Dominating Role of an Unusual Magnetotactic Bacterium in the Microaerobic Zone of a Freshwater Sediment

Citation
Spring et al. (1993). Applied and Environmental Microbiology 59 (8)
Names (1)
“Magnetobacterium”
Subjects
Applied Microbiology and Biotechnology Biotechnology Ecology Food Science
Abstract
A combination of polymerase chain reaction-assisted rRNA sequence retrieval and fluorescent oligonucleotide probing was used to identify in situ a hitherto unculturable, big, magnetotactic, rod-shaped organism in freshwater sediment samples collected from Lake Chiemsee.
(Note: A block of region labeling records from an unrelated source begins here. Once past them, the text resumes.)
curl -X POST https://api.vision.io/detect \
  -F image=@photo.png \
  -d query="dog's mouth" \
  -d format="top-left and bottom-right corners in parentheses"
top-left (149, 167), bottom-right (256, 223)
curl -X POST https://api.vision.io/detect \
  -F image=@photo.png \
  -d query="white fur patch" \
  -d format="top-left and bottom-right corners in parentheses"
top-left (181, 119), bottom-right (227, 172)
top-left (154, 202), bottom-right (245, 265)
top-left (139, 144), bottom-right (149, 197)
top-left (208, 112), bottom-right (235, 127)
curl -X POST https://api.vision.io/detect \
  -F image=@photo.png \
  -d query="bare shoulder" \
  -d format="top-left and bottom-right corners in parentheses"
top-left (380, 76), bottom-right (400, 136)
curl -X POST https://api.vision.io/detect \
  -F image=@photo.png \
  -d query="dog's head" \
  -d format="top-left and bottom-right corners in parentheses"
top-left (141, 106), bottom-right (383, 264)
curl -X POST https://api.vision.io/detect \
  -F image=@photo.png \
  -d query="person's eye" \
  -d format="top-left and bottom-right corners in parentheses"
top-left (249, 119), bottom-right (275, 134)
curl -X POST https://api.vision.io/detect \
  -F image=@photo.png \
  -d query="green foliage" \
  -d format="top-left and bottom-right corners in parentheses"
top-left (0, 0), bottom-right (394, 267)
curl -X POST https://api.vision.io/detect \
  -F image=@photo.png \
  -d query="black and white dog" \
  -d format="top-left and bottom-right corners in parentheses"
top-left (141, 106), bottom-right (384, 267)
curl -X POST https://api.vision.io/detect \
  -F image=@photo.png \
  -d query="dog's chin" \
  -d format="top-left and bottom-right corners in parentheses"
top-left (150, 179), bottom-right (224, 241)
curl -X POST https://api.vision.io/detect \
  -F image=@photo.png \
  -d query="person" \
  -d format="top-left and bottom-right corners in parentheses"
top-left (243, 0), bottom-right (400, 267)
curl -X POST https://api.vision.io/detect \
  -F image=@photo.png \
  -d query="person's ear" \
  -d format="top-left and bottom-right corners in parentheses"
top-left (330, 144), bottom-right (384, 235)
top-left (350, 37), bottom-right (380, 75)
Tentatively named “Magnetobacterium bavaricum,” this bacterium is evolutionarily distant from all other phylogenetically characterized magnetotactic bacteria and contains unusually high numbers of magnetosomes (up to 1,000 magnetosomes per cell). The spatial distribution in the sediment was studied, and up to 7 × 10 5 active cells per cm 3 were found in the microaerobic zone. Considering its average volume (25.8 ± 4.1 μm 3 ) and relative abundance (0.64 ± 0.17%), “M. bavaricum” may account for approximately 30% of the microbial biovolume and may therefore be a dominant fraction of the microbial community in this layer. Its microhabitat and its high content of sulfur globules and magnetosomes suggest that this organism has an iron-dependent way of energy conservation which depends on balanced gradients of oxygen and sulfide.